Santa Cruz County History - Executive Order 9066 and the Residents of Santa Cruz County

Full Text Newspaper ArticleWatsonville Register-Pajaronian. Jan. 13, 1943. p. 4


Because hundreds of Japanese, both alien and American-born, resided in the Pajaro valley before their exclusion last spring on orders of the army, local residents will watch with interest the progress of measures now before the state legislature concerning post-war handling of the Japanese population.

We learn, from our discussions with various persons, that local people are divided in their ideas about the problem. Some believe the Japanese should be allowed to return and take up their activities - largely agricultural pursuits - from where they left off. Others favor their return but with privileges lessened - in other words, merely as farm workers. A third group is vehemently opposed to their return at all.

The best over-all view of the ticklish situation which we have read to date was set forth by Miller Freeman, the magazine publisher of Seattle, and The Register-Pajaronian agrees with his thoughts. In a recent letter to the Christian Science Monitor, Mr. Freeman wrote:

As a result of the strange vagaries of American law, the Japanese who are American citizens enjoy that status merely by the accident of birth. They did not ask to be Americans. They took no obligation to be Americans. They have not even foresworn the dual citizenship which Japan maintains for them.

Some American-born Japanese are loyal to America, but among their ranks are many who are not. Unfortunately, the loyal share the onus which treason and espionage and treachery have brought to all of them.

When the war is won, must the Japanese come back from the inland areas to bitterness, suspicion and hatred won for them by traitorous elements among them, and the failure of the loyal to prove their loyalty?

Solution must be found for this problem - and it should be sought most assiduously by those Japanese who are loyal Americans, aided by all who intelligently seek the welfare of the United States and future peace on and along the Pacific.

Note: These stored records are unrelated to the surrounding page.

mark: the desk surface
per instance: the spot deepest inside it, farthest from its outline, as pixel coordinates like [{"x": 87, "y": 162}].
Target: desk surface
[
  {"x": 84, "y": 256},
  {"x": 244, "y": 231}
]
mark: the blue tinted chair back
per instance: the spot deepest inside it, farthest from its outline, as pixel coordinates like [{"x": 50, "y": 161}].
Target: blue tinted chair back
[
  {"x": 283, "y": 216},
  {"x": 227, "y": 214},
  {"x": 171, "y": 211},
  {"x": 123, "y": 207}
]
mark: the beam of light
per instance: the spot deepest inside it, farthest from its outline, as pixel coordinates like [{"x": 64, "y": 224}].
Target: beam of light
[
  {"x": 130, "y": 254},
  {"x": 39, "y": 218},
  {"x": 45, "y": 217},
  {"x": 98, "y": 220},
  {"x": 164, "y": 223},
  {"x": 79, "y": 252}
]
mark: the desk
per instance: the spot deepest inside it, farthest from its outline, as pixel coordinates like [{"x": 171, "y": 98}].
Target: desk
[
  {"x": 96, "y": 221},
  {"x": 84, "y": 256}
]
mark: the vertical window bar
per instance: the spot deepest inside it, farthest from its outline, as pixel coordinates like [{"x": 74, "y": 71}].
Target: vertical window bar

It is not enough for Japanese Americans to buy bonds and prate of loyalty. Words spoken and oaths sworn by Japanese tongues will bear little weight with the American people so long as Pearl Harbor reverberates in American memories.

The stain must be wiped out by actions:

Let Japanese who would enjoy American citizenship denounce the Japanese program for the enslavement of East Asia.

Let there be an end to the Japanese-language schools, dedicated to the training of American citizens in allegiance to Japan.

Let the loyal drive out those who bring shame upon them by traitorous activities.

Let every Japanese repudiate the doctrine of the divinity of the Emperor of Japan and denounce him as the dishonored foe of civilized mankind.

Let us on our part seek the means by which to prevent persons of alien heart from winning American citizenship based on birth alone, and without assumption of those duties and obligations which that citizenship imposes.

This is not persecution - for persecution offers no solution to the problem.

Neither is the cry "persecution" an answer to the call to thoughtful, tolerant recognition and consideration of the problem.

Copyrighted by the Watsonville Register-Pajaronian. Reproduced by permission.